We're standing outside the main science lab on the weather deck of the Woods Hole research vessel 'Atlantis' watching white-capped eighteen-to twenty-foot seas rolling across eight thousand foot-deep blue waters. Secure in its stern hanger, 'Alvin' the deep-diving submersible, will not be diving today. We're steaming west at twelve knots, trying to avoid the brunt of Hurricane Erin, which the shortwave radio assures us is headed "safely out to sea" in our direction. I'm here for two weeks on the Deep East Expedition off the Atlantic seaboard. Supported by NOAA's new Office of ocean Exploration, the trip will include three teams of scientist/explorers hoping to develop a better understanding of America's last great wilderness range, including newly identified deep-sea coral habitats. I'm hoping to catch a ride a mile or two down on 'Alvin' sometime during the trip, but it's not to be.

A few days later we're 150 miles off Nantucket when someone comes into the lab and says a plane just hit the World Trade Center. I climb up the salt-encrusted external ladder to the bridge and join Captain Gary Chiljean and his chief mate Mitzi Crane, listening to the short wave radio, a static-filled WINS 1010 report out of New York with live descriptions of the jetliner terror attacks and the collapse of the World Trade Center's towers. Rebecca Cerroni, one of the expedition members, lives three blocks from the site. We put her on the satellite radiophone and she gets through to her husband, Joe who is OK. One of his co-workers is at the World Trade Center and missing, however.

She tells me how, as a high school student, she had participated with 5,000 other kids on a March of the Living from Auschwitz to Birkenau concentration camps in Poland. "I wonder if someday my kids will march down Broadway to the Trade Center," she says, trying not to cry.

Our first week at sea had seen 'Alvin' unable to deploy three out of five days due to high winds and rough seas. The plan had been to make a transfer of scientists at sea off Staten Island but that plan got blown away along with thousands of lives by the terrorist attacks. The Navy (which owns 'Alvin') cancels permission for the expedition to dive in the steepest parts of Hudson Canyon, the assumption being they are moving nuclear submarines through there as backup for the aircraft carrier battle group now deployed off New York City.

The night after the attacks I'm watching some of the video taken by Alvin's cameras 4,500 feet down in the dark, crushing depths of Oceanographer Canyon. There are beautiful branching deep-sea corals in yellow, brown and white, also deep sponges, cutthroat eels, rattail fish, red crabs, luminescent purple shimmering squid and other life abundant amidst the marine snow, organic detritus falling from above. Someone tells me we now have TV reception. I go up to the lounge on the f'o'csle to see, through a weak and snowy signal, our first images of the jetliners hitting the towers and the towers coming down.

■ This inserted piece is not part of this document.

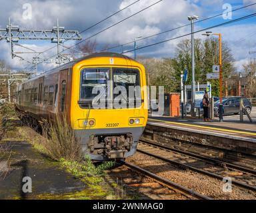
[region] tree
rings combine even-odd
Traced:
[[[175,92],[179,85],[175,77],[173,60],[171,59],[149,59],[139,57],[146,71],[148,85],[150,86],[164,86],[165,93]]]
[[[247,73],[247,83],[246,93],[248,97],[256,97],[256,60],[249,60],[243,65],[245,72]]]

For the rest of my days I'll be stuck with those contrasting images of what we're capable of as a species, from exploring and discovering new life in the most remote and challenging parts of our ocean planet, to using modern technology to carry out mass murder in the heart of a great city.

When we dock back at the Woods Hole Oceanographic Institution on Cape Cod I go to the phone booth at the end of the quay and try calling my friends in New York City. I'd planned on staying with them if, as originally planned, we'd ended our expedition there. Unfortunately, living in Tribeca in the shadow of the World Trade Center, they've been forced to evacuate and aren't reachable. I then call a friend in Washington, D.C., where the Pentagon was attacked. She tells me of Humvees on the streets and F-16 fighter jets patrolling overhead. As a D.C. - based journalist, I feel particularly out of it at this moment, although how could I have known? In the past when I've covered war zones I've had to leave the country to find them.